Dis-Chem fined R1.2m for overpricing masks

According to the Competition Tribunal, Dis-Chem increased their surgical masks prices three times in March with one of the increases on the same day South Africa recorded its first Covid-19 case.
According to the Competition Tribunal, Dis-Chem increased their surgical masks prices three times in March with one of the increases on the same day South Africa recorded its first Covid-19 case.
Image: Gallo Images/Charles Gallo

Dis-Chem has been ordered to pay a fine of R1,2m after being found guilty of charging excessive prices for face masks.

According to the Competition Tribunal, Dis-Chem increased their surgical masks prices three times in March with one of the increases on the same day South Africa recorded its first Covid-19 case.

“Fears of infection already started to influence consumer behaviour in January and February,” Competition Tribunal said.

“It is common knowledge that the Covid-19 outbreak has led to an increase in global demand for personal protective equipment (PPE) of which surgical masks constitute an essential component.  This increase in demand is reflected in the massive increases in Dis-Chem’s own sales volumes from January onward.”

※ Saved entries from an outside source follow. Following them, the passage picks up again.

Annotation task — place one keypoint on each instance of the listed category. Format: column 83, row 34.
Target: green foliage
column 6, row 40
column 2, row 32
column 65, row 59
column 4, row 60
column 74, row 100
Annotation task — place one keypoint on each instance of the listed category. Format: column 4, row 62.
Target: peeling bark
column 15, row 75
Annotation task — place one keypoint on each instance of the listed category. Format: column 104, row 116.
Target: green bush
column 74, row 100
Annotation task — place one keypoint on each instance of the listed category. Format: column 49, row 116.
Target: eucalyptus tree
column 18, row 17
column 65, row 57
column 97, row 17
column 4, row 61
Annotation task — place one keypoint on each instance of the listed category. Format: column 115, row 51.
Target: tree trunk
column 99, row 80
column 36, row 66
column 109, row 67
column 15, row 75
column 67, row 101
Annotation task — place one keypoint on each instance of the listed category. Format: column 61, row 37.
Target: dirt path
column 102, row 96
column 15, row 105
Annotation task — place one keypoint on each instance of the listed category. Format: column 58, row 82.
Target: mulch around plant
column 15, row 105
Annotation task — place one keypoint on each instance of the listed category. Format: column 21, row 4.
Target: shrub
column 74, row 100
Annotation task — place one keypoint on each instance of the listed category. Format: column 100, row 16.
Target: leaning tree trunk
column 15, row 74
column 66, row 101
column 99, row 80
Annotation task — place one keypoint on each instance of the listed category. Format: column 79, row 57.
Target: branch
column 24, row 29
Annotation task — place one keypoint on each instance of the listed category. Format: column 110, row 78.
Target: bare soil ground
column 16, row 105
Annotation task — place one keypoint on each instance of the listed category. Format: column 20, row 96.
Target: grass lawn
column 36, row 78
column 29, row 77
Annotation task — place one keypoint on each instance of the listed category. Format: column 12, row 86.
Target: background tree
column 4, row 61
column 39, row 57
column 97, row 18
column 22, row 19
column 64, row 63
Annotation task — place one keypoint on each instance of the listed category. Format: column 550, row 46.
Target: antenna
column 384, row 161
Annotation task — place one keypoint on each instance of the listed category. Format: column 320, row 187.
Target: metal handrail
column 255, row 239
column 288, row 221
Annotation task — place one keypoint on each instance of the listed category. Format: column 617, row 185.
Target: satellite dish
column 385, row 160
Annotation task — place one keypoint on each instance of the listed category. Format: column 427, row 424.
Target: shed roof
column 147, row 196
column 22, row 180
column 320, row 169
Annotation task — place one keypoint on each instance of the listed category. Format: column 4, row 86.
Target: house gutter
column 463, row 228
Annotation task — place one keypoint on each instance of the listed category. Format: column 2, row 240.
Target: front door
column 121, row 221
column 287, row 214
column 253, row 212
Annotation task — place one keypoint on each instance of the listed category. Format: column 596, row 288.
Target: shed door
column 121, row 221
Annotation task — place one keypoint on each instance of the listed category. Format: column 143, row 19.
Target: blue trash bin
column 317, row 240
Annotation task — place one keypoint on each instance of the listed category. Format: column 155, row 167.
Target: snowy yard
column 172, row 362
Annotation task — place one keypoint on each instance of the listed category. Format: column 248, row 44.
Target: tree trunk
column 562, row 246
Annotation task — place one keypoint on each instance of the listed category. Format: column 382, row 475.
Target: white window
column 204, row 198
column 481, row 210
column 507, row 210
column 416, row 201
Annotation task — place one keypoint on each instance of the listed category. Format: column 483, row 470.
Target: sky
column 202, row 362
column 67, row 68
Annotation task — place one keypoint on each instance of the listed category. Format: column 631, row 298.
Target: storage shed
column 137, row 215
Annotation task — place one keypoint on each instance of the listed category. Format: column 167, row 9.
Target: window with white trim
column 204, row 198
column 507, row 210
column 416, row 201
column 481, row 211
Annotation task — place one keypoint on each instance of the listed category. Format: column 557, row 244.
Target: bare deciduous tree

Dis-Chem, according to the Tribunal, failed to prove that its prices increases were reasonable.The Competition Tribunal and the Competition Commission have been investigating and holding accountable companies accused of taking advantage of the novel coronavirus pandemic by excessively increasing their prices.

They have so far charged 25 companies for excessive pricing of goods essential goods such as face masks and sanitisers during the pandemic to a tune of R14m.

Caprichem, a Cape Town company, was recently charged R600,000 for excessive pricing of its five-litre hand sanitisers.

It was found that the excessive prices had increased Caprichem’s gross profit margin by a whooping 91% and its net profit margin by a staggering 1,918%.

In the case of Dis-Chem, the Tribunal found that its excessive increase in prices was at the detriment of consumers, especially the poor.

Material price increases of surgical masks, without corresponding costs justifications, in the context of Covid-19 for which there is no discernible cure and where health services are skewed towards the wealthy, would seriously impact vulnerable and poorer consumers even more.

“Poorer customers would have been excluded from accessing the masks by such exorbitant increases, other customers would have spent more on these items as a percentage of their disposable income,” the Tribunal said.